Potential Impact on the Bitcoin Market
As the largest corporate Bitcoin holder globally, MicroStrategy’s strategy sustainability has a significant impact on the Bitcoin market. Historically, this company’s Bitcoin holdings have represented a substantial proportion of the total circulating supply, and any major change could trigger market volatility.
According to Gate data, as of January 26, 2026, Bitcoin price is $88,641.9, with a market cap of $1.76 trillion, and a market share of 56.49%. It has increased by 0.9% in the past 24 hours but decreased by 4.85% over the past 7 days. Market sentiment is assessed as neutral.
Based on Gate data, the average Bitcoin price in 2026 is projected to be $88,432.3, with potential fluctuations between a low of $84,010.68 and a high of $91,969.59. By 2031, the price could reach $211,213, representing a potential return of +62.00% compared to today.

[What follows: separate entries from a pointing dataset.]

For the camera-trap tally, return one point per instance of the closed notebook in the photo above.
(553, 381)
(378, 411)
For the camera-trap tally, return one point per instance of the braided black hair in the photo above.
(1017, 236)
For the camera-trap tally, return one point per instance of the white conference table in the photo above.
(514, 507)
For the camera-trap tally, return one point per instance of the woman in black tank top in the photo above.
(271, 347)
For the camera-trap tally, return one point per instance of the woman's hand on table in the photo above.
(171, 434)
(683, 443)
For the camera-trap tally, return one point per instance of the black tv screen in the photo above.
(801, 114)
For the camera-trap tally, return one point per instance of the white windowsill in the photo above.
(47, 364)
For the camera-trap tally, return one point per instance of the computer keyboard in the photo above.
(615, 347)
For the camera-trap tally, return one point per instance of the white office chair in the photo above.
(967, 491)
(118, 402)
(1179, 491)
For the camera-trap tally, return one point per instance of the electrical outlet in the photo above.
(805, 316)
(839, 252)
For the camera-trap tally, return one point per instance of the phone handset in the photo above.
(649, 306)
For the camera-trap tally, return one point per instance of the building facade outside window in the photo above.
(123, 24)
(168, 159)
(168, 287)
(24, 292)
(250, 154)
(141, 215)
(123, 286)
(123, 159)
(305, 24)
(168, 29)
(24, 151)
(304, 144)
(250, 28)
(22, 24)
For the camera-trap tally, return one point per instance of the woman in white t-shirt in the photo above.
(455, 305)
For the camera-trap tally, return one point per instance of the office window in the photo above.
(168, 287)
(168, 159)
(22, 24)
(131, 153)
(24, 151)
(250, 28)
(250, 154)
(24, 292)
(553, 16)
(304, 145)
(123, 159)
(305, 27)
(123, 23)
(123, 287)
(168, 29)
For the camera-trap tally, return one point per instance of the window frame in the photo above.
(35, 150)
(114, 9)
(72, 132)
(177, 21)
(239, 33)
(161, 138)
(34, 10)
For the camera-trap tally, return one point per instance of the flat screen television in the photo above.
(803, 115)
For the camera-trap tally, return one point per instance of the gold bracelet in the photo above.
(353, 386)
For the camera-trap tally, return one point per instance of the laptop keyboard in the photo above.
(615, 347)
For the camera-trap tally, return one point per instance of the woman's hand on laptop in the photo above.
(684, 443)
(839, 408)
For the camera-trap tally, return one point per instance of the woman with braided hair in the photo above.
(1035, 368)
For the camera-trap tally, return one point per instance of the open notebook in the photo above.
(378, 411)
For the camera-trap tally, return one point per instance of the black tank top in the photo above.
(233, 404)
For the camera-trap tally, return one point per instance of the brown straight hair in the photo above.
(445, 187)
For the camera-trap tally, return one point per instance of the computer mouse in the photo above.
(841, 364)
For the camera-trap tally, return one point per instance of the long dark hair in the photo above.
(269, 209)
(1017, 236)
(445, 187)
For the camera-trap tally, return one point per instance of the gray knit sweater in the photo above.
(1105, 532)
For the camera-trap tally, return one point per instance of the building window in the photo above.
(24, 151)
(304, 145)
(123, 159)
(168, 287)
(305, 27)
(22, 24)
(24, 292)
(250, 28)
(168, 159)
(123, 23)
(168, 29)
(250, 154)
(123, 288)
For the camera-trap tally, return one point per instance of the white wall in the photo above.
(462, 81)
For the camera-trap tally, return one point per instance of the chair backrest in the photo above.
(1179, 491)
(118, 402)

Dependence on Capital Markets and Future Outlook
MicroStrategy’s Bitcoin strategy has become a fully capital-market-dependent model. The company continues to raise funds through stock issuance to buy Bitcoin, but when the stock trading price is below the value of its Bitcoin reserves, such issuance effectively dilutes rather than increases shareholder value.
Market data shows that the premium of MicroStrategy stock has fallen from a peak of 2.5x to near net asset value. Once regarded by investors as a “Bitcoin leverage tool,” MicroStrategy is now seen merely as an alternative to Bitcoin. With the advent of Bitcoin spot ETFs, investors now have more direct and cost-effective channels to invest in Bitcoin without relying on complex intermediaries like MicroStrategy. This further diminishes the relevance of MicroStrategy’s business model.
On January 15, MSCI officially delisted MicroStrategy from all major indices, and passive index tracking funds are withdrawing from this company. The stock price has plummeted 66% since its peak in July 2024, while its key metric, mNAV, remains around 1.02, approaching the critical point. As each dollar flows into Bitcoin ETFs, MicroStrategy is becoming a “closed Bitcoin fund.” Its founder, Michael Saylor, once tamed the crypto market’s polar bears, but now Wall Street algorithms are rewriting the game rules without emotion.